Tarafların karşılıklı iddia ve savunmalarına, dayandıkları belgelere, uyuşmazlığa uygulanması gereken hukuk kuralları ile hukuki ilişkinin nitelendirilmesine, dava şartlarına, yargılama ve ispat kurallarına, 6100 sayılı Kanun’un 369/1 inci maddesi de gözetilerek yapılan incelemede aynı Kanun'un 371 inci maddesinde yer alan sebeplerden biri de bulunmadığına göre, İlk Derece Mahkemesi ile Bölge Adliye Mahkemesi kararlarındaki gerekçeler dikkate alındığında temyizen incelenen karar usul ve kanuna uygun olup dahili davalı vekilinin temyiz dilekçesinde ileri sürdüğü nedenler kararın bozulmasını gerektirecek nitelikte görülmemiştir.

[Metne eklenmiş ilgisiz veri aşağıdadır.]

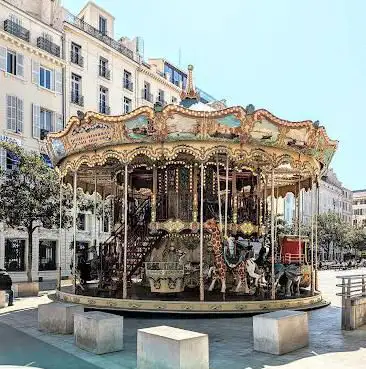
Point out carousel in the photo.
[47,66,337,313]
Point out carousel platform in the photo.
[53,289,330,315]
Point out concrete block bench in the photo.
[253,310,309,355]
[38,302,84,334]
[0,291,9,309]
[74,311,123,355]
[137,326,209,369]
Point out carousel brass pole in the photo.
[271,168,276,300]
[73,170,78,294]
[200,162,205,301]
[315,178,320,291]
[216,153,222,232]
[94,170,97,250]
[123,164,128,299]
[58,173,63,291]
[310,180,315,295]
[297,174,301,264]
[225,154,229,238]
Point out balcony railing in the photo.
[99,105,111,115]
[142,90,154,103]
[4,19,29,42]
[65,12,134,60]
[70,51,84,67]
[71,92,84,106]
[123,78,133,91]
[37,36,60,58]
[99,67,111,79]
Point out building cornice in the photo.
[0,30,66,67]
[138,65,182,94]
[0,0,62,37]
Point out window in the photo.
[71,42,84,67]
[6,95,24,133]
[123,69,133,91]
[99,86,109,114]
[0,46,24,77]
[158,90,165,104]
[40,108,54,140]
[71,73,82,105]
[77,213,86,231]
[5,239,25,272]
[143,82,152,102]
[38,240,56,271]
[39,67,52,90]
[99,16,107,35]
[123,97,132,114]
[99,58,110,79]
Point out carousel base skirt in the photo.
[53,291,330,315]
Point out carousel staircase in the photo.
[103,199,162,282]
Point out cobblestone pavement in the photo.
[0,269,366,369]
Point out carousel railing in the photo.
[156,192,193,221]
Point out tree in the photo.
[0,143,68,282]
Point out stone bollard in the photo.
[38,302,84,334]
[253,310,309,355]
[74,311,123,355]
[137,326,209,369]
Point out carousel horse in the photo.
[204,219,249,293]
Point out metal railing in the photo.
[336,274,366,299]
[4,19,30,42]
[37,36,61,57]
[70,51,84,67]
[65,12,135,60]
[71,92,84,106]
[123,78,133,91]
[141,90,154,103]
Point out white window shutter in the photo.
[17,53,24,78]
[55,113,64,132]
[32,60,39,85]
[6,95,17,132]
[0,147,6,170]
[17,98,24,133]
[33,104,41,138]
[54,70,62,94]
[0,46,6,71]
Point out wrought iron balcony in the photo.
[71,92,84,106]
[37,36,60,58]
[99,66,111,79]
[70,51,84,67]
[123,78,133,91]
[142,90,154,103]
[4,19,29,42]
[99,104,111,115]
[65,12,134,60]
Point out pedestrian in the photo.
[0,269,14,306]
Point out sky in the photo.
[62,0,366,190]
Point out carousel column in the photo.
[192,163,198,223]
[231,170,238,225]
[200,162,205,301]
[151,164,158,223]
[73,170,78,293]
[315,178,320,291]
[58,173,63,291]
[310,180,315,295]
[123,163,128,299]
[271,168,276,300]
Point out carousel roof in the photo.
[47,66,337,187]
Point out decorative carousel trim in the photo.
[56,291,329,314]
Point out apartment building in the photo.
[0,0,223,282]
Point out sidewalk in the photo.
[0,272,366,369]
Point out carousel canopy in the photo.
[47,66,337,194]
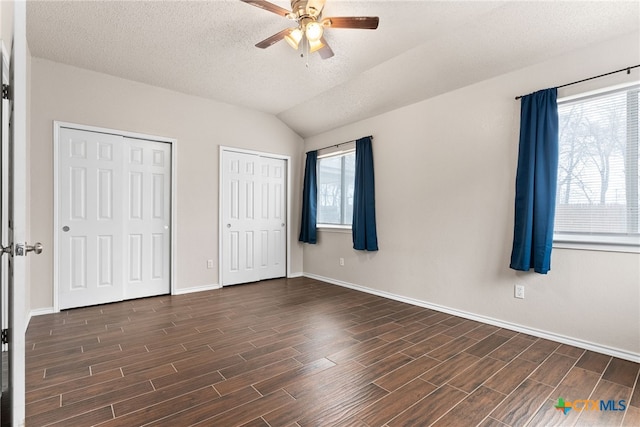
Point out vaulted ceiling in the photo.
[27,0,640,137]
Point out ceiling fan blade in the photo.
[256,27,295,49]
[240,0,291,18]
[318,37,333,59]
[322,16,380,30]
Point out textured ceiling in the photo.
[27,0,640,137]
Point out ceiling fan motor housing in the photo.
[291,0,324,21]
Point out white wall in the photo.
[304,34,640,360]
[30,58,303,311]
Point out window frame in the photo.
[316,143,356,229]
[553,81,640,253]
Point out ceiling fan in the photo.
[241,0,380,59]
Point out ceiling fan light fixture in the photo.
[284,28,302,50]
[309,40,324,53]
[305,21,324,42]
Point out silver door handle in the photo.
[26,242,44,255]
[15,242,44,256]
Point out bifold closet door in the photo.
[123,138,171,299]
[56,128,171,309]
[221,151,287,286]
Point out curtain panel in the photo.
[351,136,378,251]
[298,151,318,245]
[510,88,558,274]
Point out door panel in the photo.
[260,157,287,279]
[124,138,171,299]
[58,128,123,309]
[221,150,287,286]
[222,151,260,285]
[57,127,171,309]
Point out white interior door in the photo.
[257,157,287,280]
[220,150,287,286]
[56,127,171,309]
[124,138,171,299]
[57,128,123,309]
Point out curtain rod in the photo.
[315,135,373,151]
[516,65,640,101]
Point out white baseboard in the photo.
[172,283,222,295]
[304,273,640,363]
[24,307,55,333]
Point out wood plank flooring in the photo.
[26,278,640,427]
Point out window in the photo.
[317,150,356,226]
[554,85,640,246]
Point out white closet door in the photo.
[258,157,287,280]
[57,128,171,309]
[222,151,260,286]
[123,138,171,299]
[57,128,123,309]
[221,151,287,286]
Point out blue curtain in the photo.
[351,136,378,251]
[510,88,558,274]
[298,151,318,245]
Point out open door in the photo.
[0,2,42,426]
[0,35,11,426]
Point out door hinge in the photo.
[2,84,11,99]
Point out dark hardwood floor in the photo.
[26,278,640,427]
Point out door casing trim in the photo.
[53,120,178,313]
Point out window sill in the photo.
[553,235,640,254]
[317,224,351,234]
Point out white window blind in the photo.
[317,144,356,226]
[554,85,640,244]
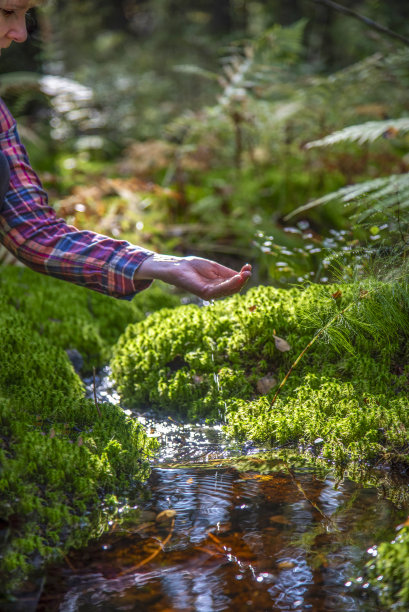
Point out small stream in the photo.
[37,372,408,612]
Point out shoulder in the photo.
[0,98,16,132]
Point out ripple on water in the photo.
[38,466,402,612]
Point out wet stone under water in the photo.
[38,466,402,612]
[37,366,407,612]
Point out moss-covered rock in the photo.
[0,266,180,369]
[369,521,409,612]
[112,282,409,610]
[0,268,178,596]
[112,285,409,463]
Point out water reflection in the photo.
[39,466,404,612]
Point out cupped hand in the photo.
[135,254,251,300]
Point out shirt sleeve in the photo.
[0,99,152,300]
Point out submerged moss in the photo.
[0,268,178,596]
[112,283,409,610]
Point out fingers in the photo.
[203,270,251,300]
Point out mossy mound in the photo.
[112,285,409,464]
[0,268,175,596]
[369,521,409,612]
[0,266,180,370]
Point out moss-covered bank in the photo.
[112,282,409,610]
[0,268,177,596]
[0,266,180,369]
[112,286,409,464]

S O N U Ç : Yukarıda açıklanan sebeplerle;

Temyiz olunan Bölge Adliye Mahkemesi kararının 6100 sayılı Kanun'un 370 inci maddesi uyarınca ONANMASINA,

Harçtan muaf olduğundan Hazineden harç alınmasına yer olmadığına,

Dosyanın İlk Derece Mahkemesine, kararın bir örneğinin Bölge Adliye Mahkemesine gönderilmesine,

26.03.2025 tarihinde oy birliğiyle karar verildi.